Shark's Paradise is a 1986 Australian television film directed by Michael Jenkins and starring David Reyne, Sally Tayler and Ron Becks. The film, about police on the Gold Coast, was heavily influenced by Miami Vice.

==Cast==
- David Reyne as Rod Palmer
- Sally Tayler as Billie Riley
- Ron Becks as Monty Stone
- Dennis Miller as Inspector Rossiter
- John Paramor as Chief Inspector McGarry
- Sean Scully as Detective Charlie Kelly
- Peter Sumner as Cooper
- Peter Gwynne as Mayor
- Vincent Gil as Murphy
- Ralph Cotterill as Dr Baxter
- Lynda Stoner as Mrs Axelmere

== Reception ==
Jacqueline Lee Lewes in the Sun-Herald criticised the show, stating "There are some unspectacular car chases, some equally unexciting chases and a few shots of sharks swimmingly lazily about." The Sydney Morning Heralds Doug Anderson called it "Abject trash so frightful it cannot even be redeemed by the fact that it provided work for local actors and film technicians."

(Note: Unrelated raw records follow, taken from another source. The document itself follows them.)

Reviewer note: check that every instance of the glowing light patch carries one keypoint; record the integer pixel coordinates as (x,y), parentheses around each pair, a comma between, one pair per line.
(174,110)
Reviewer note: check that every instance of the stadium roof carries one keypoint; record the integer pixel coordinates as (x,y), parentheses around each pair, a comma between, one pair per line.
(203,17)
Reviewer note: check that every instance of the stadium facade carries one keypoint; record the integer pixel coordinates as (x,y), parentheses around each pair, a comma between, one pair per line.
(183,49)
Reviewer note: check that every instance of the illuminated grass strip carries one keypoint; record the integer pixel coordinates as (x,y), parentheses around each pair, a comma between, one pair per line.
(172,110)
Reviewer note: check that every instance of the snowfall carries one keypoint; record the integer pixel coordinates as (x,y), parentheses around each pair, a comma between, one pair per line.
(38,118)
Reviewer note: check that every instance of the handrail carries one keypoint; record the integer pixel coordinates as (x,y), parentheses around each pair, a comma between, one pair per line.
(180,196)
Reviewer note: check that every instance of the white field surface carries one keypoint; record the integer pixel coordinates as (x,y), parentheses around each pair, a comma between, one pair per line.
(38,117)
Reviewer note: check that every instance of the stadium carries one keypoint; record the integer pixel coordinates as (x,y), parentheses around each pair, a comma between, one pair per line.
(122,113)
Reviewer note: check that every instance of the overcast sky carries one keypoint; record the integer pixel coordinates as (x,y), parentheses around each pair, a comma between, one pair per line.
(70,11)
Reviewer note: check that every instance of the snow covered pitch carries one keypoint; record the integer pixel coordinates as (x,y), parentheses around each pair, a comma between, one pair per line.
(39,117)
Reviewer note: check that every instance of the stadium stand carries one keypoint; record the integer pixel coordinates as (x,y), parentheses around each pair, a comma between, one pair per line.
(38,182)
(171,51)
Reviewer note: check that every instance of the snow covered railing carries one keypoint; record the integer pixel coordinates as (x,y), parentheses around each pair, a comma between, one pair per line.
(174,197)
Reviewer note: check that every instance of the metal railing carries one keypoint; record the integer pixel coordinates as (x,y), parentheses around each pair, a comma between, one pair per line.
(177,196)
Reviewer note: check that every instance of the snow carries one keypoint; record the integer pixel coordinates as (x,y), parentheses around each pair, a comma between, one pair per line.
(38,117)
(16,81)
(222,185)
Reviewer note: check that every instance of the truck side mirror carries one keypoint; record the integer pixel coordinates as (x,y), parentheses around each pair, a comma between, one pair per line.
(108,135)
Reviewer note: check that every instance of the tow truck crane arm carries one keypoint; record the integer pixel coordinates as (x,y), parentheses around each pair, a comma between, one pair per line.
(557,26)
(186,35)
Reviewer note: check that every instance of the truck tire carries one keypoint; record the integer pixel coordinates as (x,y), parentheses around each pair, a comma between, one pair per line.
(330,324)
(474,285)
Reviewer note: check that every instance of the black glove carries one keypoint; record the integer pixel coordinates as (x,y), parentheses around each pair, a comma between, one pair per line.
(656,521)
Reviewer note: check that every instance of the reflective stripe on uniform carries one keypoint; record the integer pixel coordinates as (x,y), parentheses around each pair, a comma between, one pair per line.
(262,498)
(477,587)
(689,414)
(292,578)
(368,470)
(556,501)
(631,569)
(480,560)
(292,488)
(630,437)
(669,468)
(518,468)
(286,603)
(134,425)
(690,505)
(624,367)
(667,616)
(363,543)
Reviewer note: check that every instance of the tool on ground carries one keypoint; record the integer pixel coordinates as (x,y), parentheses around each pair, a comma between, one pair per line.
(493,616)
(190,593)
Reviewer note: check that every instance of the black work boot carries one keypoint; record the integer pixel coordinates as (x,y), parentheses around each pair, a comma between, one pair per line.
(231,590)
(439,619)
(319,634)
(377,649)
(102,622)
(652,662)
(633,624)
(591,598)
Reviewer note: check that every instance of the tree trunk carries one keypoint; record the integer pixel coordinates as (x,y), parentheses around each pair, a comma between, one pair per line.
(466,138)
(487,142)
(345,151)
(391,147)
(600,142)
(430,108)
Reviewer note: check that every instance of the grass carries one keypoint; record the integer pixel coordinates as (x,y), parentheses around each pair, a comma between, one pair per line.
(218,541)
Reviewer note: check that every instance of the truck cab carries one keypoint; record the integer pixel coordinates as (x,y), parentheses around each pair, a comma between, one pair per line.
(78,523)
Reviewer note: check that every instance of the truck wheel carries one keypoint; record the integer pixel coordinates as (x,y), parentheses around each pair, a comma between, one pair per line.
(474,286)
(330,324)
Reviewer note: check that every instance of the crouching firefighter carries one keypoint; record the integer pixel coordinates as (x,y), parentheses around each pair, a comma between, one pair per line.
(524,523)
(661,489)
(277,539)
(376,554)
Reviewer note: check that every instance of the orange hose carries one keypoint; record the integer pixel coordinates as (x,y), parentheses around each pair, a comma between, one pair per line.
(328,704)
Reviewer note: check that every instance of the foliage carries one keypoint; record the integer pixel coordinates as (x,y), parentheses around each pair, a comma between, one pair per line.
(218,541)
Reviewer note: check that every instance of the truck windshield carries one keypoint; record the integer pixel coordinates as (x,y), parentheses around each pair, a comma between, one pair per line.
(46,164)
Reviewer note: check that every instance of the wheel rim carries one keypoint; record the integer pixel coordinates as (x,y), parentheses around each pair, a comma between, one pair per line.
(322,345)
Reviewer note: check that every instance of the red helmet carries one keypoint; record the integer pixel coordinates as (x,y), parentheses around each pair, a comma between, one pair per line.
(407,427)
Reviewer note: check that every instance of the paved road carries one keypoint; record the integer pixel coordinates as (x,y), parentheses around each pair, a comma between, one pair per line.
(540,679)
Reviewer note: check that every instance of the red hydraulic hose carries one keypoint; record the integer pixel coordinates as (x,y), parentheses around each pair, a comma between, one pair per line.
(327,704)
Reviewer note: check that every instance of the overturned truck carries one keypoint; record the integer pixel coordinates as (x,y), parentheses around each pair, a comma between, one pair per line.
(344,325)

Barbara Hooks of The Age wrote "Sharks Paradise does have neat lines, although the bread and butter ones in between tend to be delivered flatly. And it has some appropriately off-the-wall performances, although David Reyne tends to cross the fine line between deadpan and wooden. Turn a blind eye to its flaws and enjoy it for the trendy romp it is intended to be." Garrie Hutchinson in The Age wrote "Director Michael Jenkins does his best to jazz up a lame script with beautiful night shots, a camera which has to sprint to keep up with the characters and an out-of-breath editor who must have RSI from the quick cuts — but to no avail." Also in The Age Pamela Bone ends "How can such a production be slow? The acting is as unconvincing as the story, the glitz and decadence of Surfers fails to come through and even the music can't drum up any excitement. Sharks Paradise tries to be frenetic, fast and funny. Throw it to the sharks."

A retrospective review, finding the film has more to do with Dead-end drive-in than with proper sharksploitation, concludes by stating: "Australians with a sense of humour about themselves may be left crying with laughter. And non-Aussies may have an even better time as they are presented this deranged advertisement for Queensland." Another review calls the film "A gloriously kitsch made-for-TV movie".